Due to the magical efficiency of the cannabis bureaucracies and their surprising capacity to not be bound by statute, THE VERY NEXT DAY, everyone in the United States was informed that cannabis had been legalized and they were free to go about their freedom.

While records from this time remain hazy as to how many people bothered calling in to say they planned to work from home another day during the pandemic, it is known that a goodly portion of people got online, ordered multiple shipments of Evergreen State Raven grass, and thereafter got to work being creative, happy, and fulfilled.

Public health bureaucrats rejoiced as tobacco smokers crinkled up their last shrinkwrap and instead chose to support their local, vertically integrated, equity-licensed craft cannabis cooperative; alcoholics poured out their Budweisers and vowed never to buy Altria weed; and prescription opioid users gave a sigh of relief that health insurance companies had instead decided to subsidize cannabis purchases without a deductible. Everyone became musicians.

The radical shift in the global political economy created by United States-based firms distributing the finest cannabis products the world had ever smoked through adoption of regenerative, organic growing practices to express sophisticated and diverse cannabis cultivars created untold wealth by publicly distributing funds raised to enfranchise those most oppressed and specifically targeted by purveyors of the war against people who used what we used to call drugs. The resulting cultural resurgence and vigorous post-pandemic human aweness caught the Earth unprepared, and slightly jealous.

The Earth had been trundling along on its epic quest oblivious to changes in air temperature and climate temperament embodied in its wisp of atmosphere encaged by magnetic force of turning planetcore hurtling through the cosmos amongst a dance of sister and brother orbs following the sun.

The atmosphere changed as it always changed million upon million years or so, but one species had grown impatient. It wanted things to change faster, apparently, and the Earth could not figure out why.

To figure out why, the Earth called upon its guardians, the humans - coincidentally, the same species that had grown impatient with the rate of climate change. Seeing that the legalization of cannabis was proceeding nicely, the Earth requested consenting humans to light up some cannabis anytime between 4/20 and Earth Day and blow copious smoke in its general direction. These were easy instructions to follow because its general direction was literally all directions.

The Earth soaked in the cannabinoids. It relished the many terpene tastes and flavors, admired the smooth and the harsh, and encouraged the endocannabinoid systems of its many children to flourish and rebalance towards more appropriate levels of stability and homeostasis as genetically intended.
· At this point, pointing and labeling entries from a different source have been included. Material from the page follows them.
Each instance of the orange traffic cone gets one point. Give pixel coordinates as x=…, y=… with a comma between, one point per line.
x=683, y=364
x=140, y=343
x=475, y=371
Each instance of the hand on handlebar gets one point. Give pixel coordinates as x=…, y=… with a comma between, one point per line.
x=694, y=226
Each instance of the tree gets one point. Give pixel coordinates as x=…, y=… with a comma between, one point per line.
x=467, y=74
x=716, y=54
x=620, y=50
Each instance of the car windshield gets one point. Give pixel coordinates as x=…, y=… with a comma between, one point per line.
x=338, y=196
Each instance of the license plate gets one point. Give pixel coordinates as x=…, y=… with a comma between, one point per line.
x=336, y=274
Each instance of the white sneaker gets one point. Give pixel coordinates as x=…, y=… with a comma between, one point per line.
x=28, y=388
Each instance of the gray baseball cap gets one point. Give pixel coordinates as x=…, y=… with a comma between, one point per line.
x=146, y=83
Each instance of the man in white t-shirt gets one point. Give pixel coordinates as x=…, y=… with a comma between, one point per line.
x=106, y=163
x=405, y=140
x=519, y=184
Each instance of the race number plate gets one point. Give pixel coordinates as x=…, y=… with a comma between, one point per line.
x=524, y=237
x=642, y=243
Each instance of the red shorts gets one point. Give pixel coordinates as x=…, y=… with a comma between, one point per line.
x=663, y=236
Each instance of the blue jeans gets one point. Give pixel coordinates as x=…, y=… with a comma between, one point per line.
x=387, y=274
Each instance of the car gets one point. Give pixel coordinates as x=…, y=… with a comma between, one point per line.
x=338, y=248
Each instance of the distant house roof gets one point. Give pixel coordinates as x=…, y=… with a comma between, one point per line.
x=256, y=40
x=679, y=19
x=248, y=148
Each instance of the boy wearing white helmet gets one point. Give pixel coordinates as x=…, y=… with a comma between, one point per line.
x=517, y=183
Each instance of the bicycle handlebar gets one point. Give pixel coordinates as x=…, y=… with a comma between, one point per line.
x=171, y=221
The Earth felt healthier and happier.

Coincidentally, the Earth's request had the beneficial side effect of provoking unprecedented self-reflection amongst its guardians, resulting in life-changing decisions amongst a sufficient cohort as to alter the species' future.

By this time, CANNRA had supplanted the United Nations (UN) as the primary governing body of humanity, and the brotherhood of regulators voted to cancel the climate catastrophe. While previous ice ages had been useful for strengthening the bond between the cannabis plant and the human species as well as creating geographic conditions conducive to hemp cultivars, the current generation of humanity decided it no longer needed to speed headlong into climate change before finalizing a treaty with the King of Mars Elon Musk to terraform his planet to cultivate Cannabis martius for subsequent sale across the vast Milky Way marketplace.